Another factor that could have influenced pregnancies and high school graduation rates would have been if teenagers had become less sexually active. But, Johnston says, it’s unlikely that Colorado would be unique. “You would have to have reason to believe that sexual activity was changing in ways that were different for different states,” she says.
Johnston adds that, while she is confident in the results, one limitation of the study is the small Black and Asian populations in Colorado. Given studies that report racial and ethnic disparities in contraception access and use, it may be challenging to extrapolate whether the results of such an initiative would apply to states with more diverse populations, or to a national program. That suggests the need for a further analysis of family planning programs in other states.
Another question is whether it would be useful to compare the high school graduation rates for young Colorado men whose partners become pregnant to those of men from other states. “For our study, we focused on women, but we think there could be effects on young men,” Stevenson says. For instance, expanded access to contraception may benefit men because it would make them less likely to drop out of school to support a pregnant partner.
Full state funding for Colorado’s initiative only lasted through June 2015, although it received some temporary funding from different organizations for 2015-2016. Since then, Colorado's family planning program has relied on a combination of state and federal funding. Recently, Colorado lawmakers proposed a bill to expand access to birth control and other reproductive health services through the state’s Medicaid program.

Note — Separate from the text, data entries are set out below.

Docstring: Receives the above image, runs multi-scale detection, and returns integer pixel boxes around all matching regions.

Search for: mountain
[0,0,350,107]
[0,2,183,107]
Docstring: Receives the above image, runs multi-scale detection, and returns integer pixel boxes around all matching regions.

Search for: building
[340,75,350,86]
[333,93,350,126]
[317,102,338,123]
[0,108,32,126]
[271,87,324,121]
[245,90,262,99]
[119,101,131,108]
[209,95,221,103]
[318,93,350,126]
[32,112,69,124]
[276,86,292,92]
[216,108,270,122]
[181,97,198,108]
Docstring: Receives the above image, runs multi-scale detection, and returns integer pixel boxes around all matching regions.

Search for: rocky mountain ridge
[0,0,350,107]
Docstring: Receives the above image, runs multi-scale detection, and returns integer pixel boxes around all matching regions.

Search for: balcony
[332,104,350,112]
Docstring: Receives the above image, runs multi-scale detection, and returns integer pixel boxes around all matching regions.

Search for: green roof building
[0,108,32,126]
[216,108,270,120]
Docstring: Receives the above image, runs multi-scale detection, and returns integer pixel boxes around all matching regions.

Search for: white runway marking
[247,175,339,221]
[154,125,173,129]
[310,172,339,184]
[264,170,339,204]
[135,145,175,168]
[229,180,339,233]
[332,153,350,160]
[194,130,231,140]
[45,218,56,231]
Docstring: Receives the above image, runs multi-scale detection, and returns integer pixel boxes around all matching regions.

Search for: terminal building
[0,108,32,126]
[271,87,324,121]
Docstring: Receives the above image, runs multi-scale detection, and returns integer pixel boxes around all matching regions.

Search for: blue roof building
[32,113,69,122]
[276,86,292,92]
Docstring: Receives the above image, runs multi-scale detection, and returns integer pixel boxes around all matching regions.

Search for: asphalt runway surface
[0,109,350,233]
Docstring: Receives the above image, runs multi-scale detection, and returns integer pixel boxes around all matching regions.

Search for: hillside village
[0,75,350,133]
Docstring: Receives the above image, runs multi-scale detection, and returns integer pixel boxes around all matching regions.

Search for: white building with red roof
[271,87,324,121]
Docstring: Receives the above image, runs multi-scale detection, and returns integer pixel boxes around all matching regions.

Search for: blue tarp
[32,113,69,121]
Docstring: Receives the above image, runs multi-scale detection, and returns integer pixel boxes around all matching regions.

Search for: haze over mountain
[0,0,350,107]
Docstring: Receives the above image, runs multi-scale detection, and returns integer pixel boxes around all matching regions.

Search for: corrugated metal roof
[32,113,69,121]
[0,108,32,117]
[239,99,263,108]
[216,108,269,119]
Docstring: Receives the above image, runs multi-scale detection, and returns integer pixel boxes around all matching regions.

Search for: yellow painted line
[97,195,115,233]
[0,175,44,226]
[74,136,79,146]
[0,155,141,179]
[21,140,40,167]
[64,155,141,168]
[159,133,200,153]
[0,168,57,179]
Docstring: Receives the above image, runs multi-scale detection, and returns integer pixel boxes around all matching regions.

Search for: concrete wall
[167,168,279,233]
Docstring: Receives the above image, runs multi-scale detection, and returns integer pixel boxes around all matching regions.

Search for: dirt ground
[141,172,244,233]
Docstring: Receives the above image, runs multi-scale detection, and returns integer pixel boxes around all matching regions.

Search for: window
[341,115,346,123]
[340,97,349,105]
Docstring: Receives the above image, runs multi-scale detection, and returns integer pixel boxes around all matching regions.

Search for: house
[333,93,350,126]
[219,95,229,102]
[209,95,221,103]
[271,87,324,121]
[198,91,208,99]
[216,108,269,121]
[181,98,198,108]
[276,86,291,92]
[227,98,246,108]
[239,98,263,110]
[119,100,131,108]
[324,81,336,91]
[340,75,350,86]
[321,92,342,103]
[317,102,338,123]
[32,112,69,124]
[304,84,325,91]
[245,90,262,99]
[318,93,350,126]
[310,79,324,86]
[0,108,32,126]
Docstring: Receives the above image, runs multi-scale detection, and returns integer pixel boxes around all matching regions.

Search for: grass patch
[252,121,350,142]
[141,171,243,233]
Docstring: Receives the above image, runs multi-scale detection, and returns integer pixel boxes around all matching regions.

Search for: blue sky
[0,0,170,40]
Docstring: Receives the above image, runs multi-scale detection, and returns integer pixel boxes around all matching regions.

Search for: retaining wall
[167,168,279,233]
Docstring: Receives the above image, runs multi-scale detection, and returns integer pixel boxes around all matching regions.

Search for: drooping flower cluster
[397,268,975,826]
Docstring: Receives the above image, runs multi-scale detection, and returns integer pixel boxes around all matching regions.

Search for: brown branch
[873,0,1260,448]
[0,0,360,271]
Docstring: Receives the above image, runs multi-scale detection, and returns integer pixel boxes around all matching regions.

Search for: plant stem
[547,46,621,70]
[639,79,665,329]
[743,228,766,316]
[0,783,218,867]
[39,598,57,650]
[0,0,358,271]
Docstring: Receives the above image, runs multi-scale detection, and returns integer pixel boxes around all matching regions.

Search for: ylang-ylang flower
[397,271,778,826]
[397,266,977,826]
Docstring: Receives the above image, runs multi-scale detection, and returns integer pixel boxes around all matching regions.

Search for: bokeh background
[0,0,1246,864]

If passed, it could help boost state funding to continue the initiative.
A 2017 analysis by the Colorado Department of Public Health and Environment found that offering contraception benefited the state budget: It had saved Colorado nearly $70 million that would have been spent on programs like Medicaid, food stamps, and family aid.
The program also improved people’s access not just to birth control, but to clinicians who can provide other aspects of reproductive health care. According to Jody Steinauer, the vice chair of education at the Department of Obstetrics, Gynecology and Reproductive Sciences at the University of California, San Francisco, this is essential. “Access means that someone is able to receive contraceptive counseling that is comprehensive,” she says. “We don’t want to be coercive in how we provide contraceptive care and make people pay for which method is right for them.”

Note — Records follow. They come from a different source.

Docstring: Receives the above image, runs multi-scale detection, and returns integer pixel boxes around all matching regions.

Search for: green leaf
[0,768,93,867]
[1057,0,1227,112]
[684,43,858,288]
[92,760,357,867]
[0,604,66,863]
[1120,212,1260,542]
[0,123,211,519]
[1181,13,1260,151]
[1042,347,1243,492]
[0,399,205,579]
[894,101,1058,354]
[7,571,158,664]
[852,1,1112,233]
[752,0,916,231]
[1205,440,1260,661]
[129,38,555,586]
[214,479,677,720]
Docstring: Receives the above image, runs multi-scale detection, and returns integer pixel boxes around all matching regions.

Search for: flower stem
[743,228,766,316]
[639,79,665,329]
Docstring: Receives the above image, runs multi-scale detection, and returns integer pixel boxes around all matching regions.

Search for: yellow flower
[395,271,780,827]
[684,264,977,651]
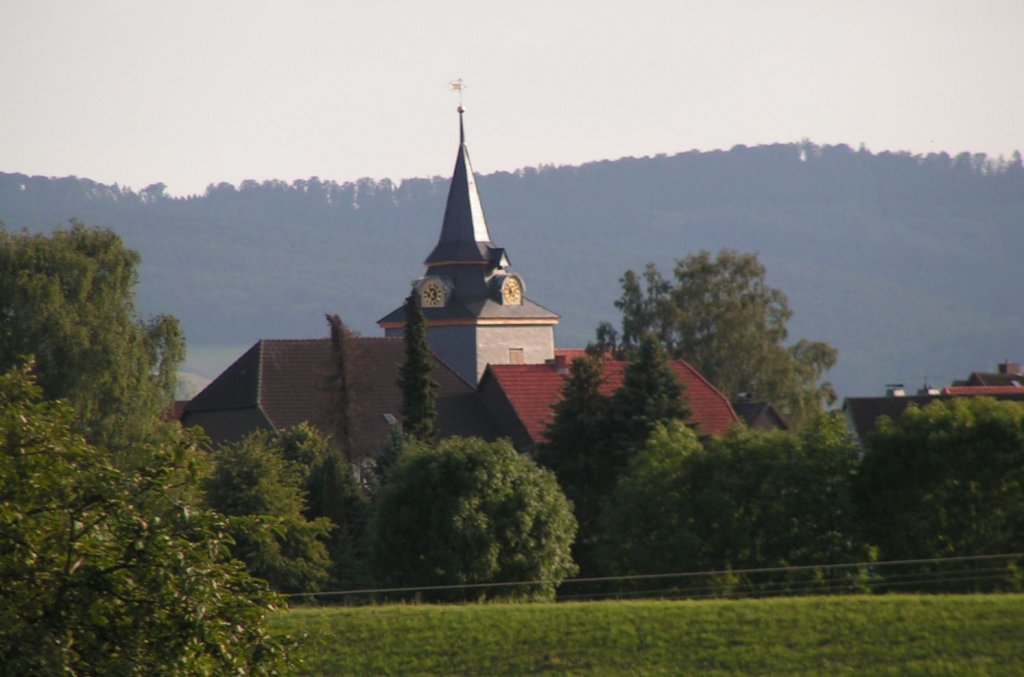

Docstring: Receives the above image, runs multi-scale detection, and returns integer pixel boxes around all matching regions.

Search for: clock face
[502,278,522,305]
[420,280,444,308]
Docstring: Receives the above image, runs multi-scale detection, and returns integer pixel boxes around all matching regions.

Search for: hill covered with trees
[0,142,1024,396]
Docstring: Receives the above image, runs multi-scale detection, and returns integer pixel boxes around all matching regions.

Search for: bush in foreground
[371,437,577,599]
[0,370,284,675]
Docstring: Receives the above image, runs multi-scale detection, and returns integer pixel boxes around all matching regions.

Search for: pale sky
[0,0,1024,195]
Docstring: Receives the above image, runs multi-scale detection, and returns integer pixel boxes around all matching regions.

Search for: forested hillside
[0,142,1024,395]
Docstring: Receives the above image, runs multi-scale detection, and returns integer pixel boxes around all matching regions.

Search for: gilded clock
[420,280,444,308]
[502,276,522,305]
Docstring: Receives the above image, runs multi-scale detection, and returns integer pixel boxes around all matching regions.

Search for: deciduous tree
[371,437,577,599]
[0,371,285,675]
[598,250,837,426]
[206,430,332,593]
[602,416,867,583]
[0,221,184,451]
[858,397,1024,589]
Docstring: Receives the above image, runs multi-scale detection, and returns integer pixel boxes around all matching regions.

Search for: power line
[283,553,1024,600]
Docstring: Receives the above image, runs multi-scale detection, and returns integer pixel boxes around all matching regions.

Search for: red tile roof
[480,350,739,443]
[182,337,501,456]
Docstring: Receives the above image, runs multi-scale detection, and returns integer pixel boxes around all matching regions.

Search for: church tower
[377,105,558,385]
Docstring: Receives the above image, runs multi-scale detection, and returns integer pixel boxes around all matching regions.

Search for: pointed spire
[426,104,494,266]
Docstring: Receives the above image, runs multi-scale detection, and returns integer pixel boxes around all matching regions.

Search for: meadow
[271,594,1024,675]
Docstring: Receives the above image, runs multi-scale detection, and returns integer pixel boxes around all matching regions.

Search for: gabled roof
[479,350,738,443]
[732,399,791,430]
[942,385,1024,397]
[953,372,1024,387]
[425,107,497,266]
[181,337,500,457]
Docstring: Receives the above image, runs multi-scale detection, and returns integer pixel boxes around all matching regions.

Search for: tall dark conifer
[398,289,438,442]
[537,355,617,576]
[327,314,362,463]
[611,334,692,462]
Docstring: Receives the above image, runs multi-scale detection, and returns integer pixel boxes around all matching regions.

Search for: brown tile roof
[480,350,738,443]
[732,399,791,430]
[182,338,499,456]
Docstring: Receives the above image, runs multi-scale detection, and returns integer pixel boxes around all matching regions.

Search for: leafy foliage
[398,290,439,442]
[0,371,285,675]
[857,397,1024,589]
[538,338,690,575]
[0,221,184,450]
[598,250,837,426]
[206,430,331,593]
[273,595,1024,676]
[602,416,867,585]
[371,437,577,599]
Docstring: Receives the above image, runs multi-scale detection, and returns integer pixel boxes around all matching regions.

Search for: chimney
[886,383,906,397]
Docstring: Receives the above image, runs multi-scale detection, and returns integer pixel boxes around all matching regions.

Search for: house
[731,397,793,432]
[477,350,739,450]
[180,337,502,460]
[180,107,738,454]
[843,363,1024,448]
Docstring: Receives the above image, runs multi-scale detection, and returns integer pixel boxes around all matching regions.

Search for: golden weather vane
[449,78,468,113]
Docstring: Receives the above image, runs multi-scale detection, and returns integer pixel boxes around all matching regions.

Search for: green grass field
[272,594,1024,675]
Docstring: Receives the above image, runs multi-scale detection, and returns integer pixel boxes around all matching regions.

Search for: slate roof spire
[425,105,496,267]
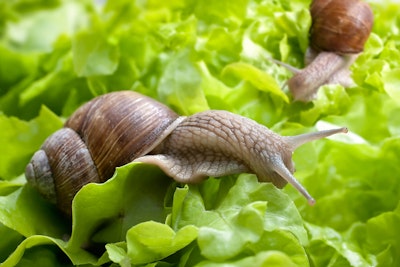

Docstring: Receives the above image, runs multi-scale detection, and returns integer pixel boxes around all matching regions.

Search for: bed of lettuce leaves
[0,0,400,266]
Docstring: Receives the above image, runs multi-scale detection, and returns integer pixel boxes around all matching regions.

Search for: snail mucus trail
[25,91,347,216]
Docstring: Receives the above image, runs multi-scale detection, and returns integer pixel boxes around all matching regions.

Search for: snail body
[282,0,374,102]
[25,91,347,215]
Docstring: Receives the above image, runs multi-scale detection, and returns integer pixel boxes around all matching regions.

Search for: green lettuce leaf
[0,0,400,267]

“I’m thrilled that they did the study,” Steinauer continues, adding that the research “builds support for more community-level engagement and commitment to provide contraception access for all people, and it strengthens the policy argument” more directly for access for teens.

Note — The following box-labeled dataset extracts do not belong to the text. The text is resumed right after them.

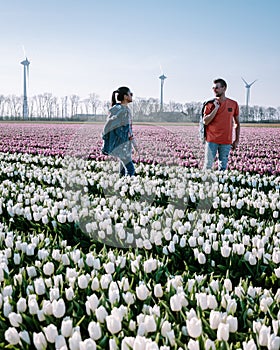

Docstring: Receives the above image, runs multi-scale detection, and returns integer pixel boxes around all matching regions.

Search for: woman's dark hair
[213,78,227,88]
[112,86,130,106]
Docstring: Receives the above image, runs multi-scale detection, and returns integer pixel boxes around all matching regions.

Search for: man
[204,79,240,170]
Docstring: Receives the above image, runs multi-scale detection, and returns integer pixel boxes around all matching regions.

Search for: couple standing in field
[102,79,240,176]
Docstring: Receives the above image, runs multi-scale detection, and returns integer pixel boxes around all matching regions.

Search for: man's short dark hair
[214,78,227,88]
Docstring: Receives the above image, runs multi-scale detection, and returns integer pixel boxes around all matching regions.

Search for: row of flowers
[0,153,280,350]
[0,123,280,175]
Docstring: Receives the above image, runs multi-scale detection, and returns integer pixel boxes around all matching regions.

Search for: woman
[102,86,138,176]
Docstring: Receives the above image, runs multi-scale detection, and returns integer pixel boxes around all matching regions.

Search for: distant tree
[89,92,101,115]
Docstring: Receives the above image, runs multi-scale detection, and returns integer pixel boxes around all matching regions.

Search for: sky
[0,0,280,108]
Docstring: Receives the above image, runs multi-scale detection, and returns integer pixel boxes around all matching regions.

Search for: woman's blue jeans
[204,142,231,170]
[120,159,135,176]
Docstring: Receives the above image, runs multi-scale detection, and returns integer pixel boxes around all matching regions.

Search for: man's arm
[203,100,220,125]
[232,115,240,150]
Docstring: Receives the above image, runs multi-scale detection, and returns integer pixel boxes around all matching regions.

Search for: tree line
[0,93,280,123]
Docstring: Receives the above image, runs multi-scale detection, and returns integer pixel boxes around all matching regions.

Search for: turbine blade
[241,77,248,85]
[249,79,258,86]
[21,44,26,57]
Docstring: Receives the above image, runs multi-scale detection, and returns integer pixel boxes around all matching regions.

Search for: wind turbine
[20,57,30,119]
[241,77,257,119]
[159,74,167,112]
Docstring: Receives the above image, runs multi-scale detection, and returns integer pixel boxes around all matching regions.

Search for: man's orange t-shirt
[204,98,239,145]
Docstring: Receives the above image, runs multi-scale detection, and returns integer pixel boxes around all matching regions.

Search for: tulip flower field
[0,123,280,350]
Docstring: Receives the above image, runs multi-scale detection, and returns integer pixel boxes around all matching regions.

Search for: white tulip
[106,315,122,334]
[242,339,257,350]
[196,293,208,310]
[205,339,216,350]
[95,305,108,323]
[5,327,20,345]
[61,317,73,338]
[52,299,66,318]
[88,321,102,340]
[128,320,136,332]
[86,294,99,316]
[154,283,163,298]
[197,252,206,265]
[43,261,54,276]
[144,315,157,333]
[207,294,218,310]
[19,331,31,345]
[217,323,229,341]
[267,334,280,350]
[69,327,82,350]
[186,317,202,338]
[91,277,100,291]
[26,266,37,278]
[33,332,47,350]
[224,278,232,292]
[78,275,88,289]
[259,325,270,346]
[43,299,53,316]
[44,324,58,343]
[109,339,119,350]
[8,312,22,327]
[14,253,20,265]
[209,310,222,329]
[122,292,136,305]
[104,261,115,275]
[100,274,112,289]
[161,321,171,337]
[226,315,238,333]
[79,338,96,350]
[136,284,150,300]
[28,298,39,315]
[17,297,27,313]
[188,339,200,350]
[34,277,46,295]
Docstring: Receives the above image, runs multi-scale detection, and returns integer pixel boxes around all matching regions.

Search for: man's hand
[232,140,238,151]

Ultimately, says Stevenson, birth control and family planning programs like the CFPI can have a long-term economic effect not only for the state, but for individual women and their families. “It’s not just the case that if you spend money on contraceptives, there will be fewer births,” Stevenson says. “Empowering people to control their fertility lets them invest in their futures in a different way. It makes people’s lives better. If more people graduate from high school, that’s good for all of us.”